'Josa Barck' - 'Keep Your Batteries Warm' (album)
We have a small collection of newish Nordic Albums and EP's we've been hoarding, and in order to get through them all we're going to try and keep our reviews relatively short and concise, starting with Danish artist 'Josa Barck's album 'Keep Your Batteries Warm', which was released in Denmark through Tangleville Records in conjunction with the Wonder Why Music Company couple of weeks ago.
'Josa Barck' (otherwise known as the musician Jacob Rask) is certainly an interesting character, and has been working on the release for 2 years, the album being a follow up his debut 'Eureka, which you can find easily on streaming services. Previously a live musician with bands such as 'Alphabeat' and 'The Broken Beats', 'Barck' creates a world through his music that he wants to hear, and deals with that thorny question we've posed many times at Nordic Music Review, whether music writing can impact the social and political world we live in.
I'll highlight a few favourite tracks on the album. After the introductory 'Pattern Pageantry', 'Keep Your Batteries Warm' launches into the barnstorming 'Everybody Everywhere', which seems the pivitol track on the album - mainly because it's so darn good, and also because the musical theme is repeated later on in the likeable 'Everywhere at Once'. OK there's a hefty Arcade Fire influence here and in next track 'Salute', but 'Clandestine (My Dear)' has a gentle 60's feel to it, and then launches into a huge chorus, with the shift in dynamics changing the atmosphere of the track. 'Square Pie' interests me because it is unusual rhythmically, whilst 'Bantam' (almost 6 minutes long) has a real intensity to it, with a gradual crescendo of noise. The album concludes with 'Right Now is New', a reflective and thoughtful track with a pointed message.

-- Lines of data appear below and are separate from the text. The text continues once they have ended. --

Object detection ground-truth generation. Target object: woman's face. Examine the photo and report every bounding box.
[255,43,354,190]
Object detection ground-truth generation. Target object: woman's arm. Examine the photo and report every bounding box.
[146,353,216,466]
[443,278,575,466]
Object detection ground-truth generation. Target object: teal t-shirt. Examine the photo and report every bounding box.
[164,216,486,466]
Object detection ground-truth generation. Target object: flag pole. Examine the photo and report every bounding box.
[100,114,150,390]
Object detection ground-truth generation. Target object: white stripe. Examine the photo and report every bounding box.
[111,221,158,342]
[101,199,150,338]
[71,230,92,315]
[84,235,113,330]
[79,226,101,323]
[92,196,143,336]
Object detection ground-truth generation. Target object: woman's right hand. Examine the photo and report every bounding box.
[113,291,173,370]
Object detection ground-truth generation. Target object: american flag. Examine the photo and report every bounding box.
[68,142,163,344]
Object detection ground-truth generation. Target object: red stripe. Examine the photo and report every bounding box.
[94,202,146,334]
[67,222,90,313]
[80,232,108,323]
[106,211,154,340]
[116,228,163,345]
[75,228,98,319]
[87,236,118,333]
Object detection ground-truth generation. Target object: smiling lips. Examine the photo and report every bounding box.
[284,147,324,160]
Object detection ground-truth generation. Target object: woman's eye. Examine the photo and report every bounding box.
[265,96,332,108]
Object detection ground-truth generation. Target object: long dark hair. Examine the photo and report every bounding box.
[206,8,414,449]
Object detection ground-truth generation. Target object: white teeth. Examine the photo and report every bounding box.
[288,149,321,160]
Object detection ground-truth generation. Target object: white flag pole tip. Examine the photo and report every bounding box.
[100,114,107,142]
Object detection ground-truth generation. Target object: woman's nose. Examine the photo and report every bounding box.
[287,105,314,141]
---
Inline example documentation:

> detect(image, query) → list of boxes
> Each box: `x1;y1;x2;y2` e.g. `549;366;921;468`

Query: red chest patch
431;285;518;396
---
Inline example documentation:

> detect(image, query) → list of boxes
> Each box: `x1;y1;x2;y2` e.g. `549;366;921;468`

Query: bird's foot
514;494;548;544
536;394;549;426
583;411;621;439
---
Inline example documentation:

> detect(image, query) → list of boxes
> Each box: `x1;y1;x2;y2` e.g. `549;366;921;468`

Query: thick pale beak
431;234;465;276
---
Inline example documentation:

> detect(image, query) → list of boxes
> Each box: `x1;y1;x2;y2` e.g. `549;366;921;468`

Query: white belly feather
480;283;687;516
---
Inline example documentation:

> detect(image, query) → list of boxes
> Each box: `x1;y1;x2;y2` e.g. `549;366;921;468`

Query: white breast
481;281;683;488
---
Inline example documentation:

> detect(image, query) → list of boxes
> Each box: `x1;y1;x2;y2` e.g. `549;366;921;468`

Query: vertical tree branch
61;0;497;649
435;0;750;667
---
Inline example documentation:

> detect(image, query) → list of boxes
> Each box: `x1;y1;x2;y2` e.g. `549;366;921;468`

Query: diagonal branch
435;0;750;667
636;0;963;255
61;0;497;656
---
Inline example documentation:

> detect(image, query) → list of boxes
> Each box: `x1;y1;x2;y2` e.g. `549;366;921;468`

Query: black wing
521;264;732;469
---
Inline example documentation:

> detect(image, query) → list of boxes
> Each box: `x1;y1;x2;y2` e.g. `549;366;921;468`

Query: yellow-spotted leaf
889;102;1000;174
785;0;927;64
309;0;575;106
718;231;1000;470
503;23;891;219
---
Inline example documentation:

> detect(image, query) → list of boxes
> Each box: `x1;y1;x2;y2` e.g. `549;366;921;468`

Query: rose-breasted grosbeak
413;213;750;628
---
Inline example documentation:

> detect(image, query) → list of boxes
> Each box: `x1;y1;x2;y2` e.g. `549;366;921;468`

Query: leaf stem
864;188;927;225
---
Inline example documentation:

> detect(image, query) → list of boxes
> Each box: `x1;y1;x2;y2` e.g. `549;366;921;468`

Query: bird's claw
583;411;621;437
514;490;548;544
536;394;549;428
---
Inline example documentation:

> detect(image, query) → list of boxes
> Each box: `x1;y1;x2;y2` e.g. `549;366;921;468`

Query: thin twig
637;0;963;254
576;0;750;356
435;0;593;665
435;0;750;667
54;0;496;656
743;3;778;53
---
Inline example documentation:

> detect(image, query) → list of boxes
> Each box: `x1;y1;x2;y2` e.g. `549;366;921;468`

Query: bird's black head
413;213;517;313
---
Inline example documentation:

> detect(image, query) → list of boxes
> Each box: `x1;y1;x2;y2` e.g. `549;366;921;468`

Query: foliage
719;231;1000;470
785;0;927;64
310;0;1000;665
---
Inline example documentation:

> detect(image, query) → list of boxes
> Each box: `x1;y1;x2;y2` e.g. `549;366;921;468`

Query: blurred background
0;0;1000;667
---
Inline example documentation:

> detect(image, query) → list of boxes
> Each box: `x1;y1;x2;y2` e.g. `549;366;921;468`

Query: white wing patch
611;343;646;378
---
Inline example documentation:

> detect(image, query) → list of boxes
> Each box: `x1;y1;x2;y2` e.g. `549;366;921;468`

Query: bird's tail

Maybe for some people the 'influences' in the first 2 tracks will be almost too strong to them, but overall I think 'Keep Your Batteries Warm' works well. The songs are well paced, are packed full of interesting melodies, and the concepts behind the album are well thought through. The most obvious 'playlist' songs are in the first half of 'Keep Your Batteries Warm', but overall this is a well rounded release which we're delighted to be able to recommend.